I'm awake from the anesthetic and in the car going home in less than an hour. My mouth is full of blood. Ew, double gross.

Here's the best part: They tell me not to rinse my mouth for eight hours after surgery. How do I swallow the painkillers? How do I eat my mashed potatoes and Jell-O?

The best part number two: I am given a mouth rinse to use twice a day. The bottle says not to swallow any of it. The oral surgeon says not to spit because the suction could pull out the stitches. Do I just let it drool out? Ew, gross.

I avoid chipmunk cheek on one side, but my left wisdom teeth must have been temperamental, because that side swells up and bruises and aches for a week.

And then, I'm fine.

Now I have a hole in the back of my mouth and food gets stuck in it. Since I'm not a squirrel packing for the winter, I find it slightly annoying.

My dad says I'm dumber since they too out my wisdom teeth.

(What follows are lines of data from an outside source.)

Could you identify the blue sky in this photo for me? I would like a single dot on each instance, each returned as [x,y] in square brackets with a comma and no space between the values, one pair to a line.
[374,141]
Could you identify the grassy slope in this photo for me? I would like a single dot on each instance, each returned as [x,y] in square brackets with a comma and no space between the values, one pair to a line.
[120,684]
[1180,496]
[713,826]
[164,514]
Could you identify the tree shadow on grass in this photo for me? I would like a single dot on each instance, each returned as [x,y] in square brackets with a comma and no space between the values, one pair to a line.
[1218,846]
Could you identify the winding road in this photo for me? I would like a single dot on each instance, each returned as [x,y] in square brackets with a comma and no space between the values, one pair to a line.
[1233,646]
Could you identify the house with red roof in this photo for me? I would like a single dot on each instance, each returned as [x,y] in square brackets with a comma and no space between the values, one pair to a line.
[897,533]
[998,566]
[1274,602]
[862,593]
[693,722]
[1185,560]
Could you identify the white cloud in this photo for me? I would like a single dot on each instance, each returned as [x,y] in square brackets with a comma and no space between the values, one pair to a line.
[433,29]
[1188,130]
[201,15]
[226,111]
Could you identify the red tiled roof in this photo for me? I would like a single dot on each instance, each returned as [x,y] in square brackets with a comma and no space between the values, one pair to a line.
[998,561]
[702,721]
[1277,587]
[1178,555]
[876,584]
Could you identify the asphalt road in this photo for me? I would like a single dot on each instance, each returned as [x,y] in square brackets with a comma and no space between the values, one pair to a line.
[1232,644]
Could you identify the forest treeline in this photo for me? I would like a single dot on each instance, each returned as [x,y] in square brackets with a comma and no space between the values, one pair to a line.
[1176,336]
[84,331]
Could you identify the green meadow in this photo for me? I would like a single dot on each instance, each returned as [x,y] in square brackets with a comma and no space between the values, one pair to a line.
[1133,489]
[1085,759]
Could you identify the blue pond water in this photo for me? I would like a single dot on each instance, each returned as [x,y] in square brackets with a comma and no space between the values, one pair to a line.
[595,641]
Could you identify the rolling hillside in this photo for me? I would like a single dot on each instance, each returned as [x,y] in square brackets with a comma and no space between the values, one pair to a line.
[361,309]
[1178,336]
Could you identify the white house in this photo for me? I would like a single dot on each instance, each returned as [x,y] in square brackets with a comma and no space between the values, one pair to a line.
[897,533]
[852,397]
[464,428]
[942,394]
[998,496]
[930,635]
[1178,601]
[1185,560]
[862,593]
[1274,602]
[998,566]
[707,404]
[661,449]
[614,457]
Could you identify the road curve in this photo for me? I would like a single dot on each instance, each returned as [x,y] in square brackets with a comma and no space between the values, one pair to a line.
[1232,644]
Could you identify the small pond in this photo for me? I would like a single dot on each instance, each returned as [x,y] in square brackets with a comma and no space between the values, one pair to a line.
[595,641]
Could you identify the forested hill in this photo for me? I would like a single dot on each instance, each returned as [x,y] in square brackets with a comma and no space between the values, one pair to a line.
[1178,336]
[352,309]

Ha ha. Good one.

The moral of the story is, it really isn't that bad. Well, I did hear about a guy who went into a coma for a week. And my friend had to have a root canal at the same time. But they're the exceptions, right?

I heard an ad on the radio today looking for people who need to get their wisdom teeth out.

The number to call is 790-PAIN.

Erin Kirsten Stein is a senior majoring in creative writing, journalism and general fine arts studies. Her column, "Shaken, Not Stirred," normally appears every other Tuesday.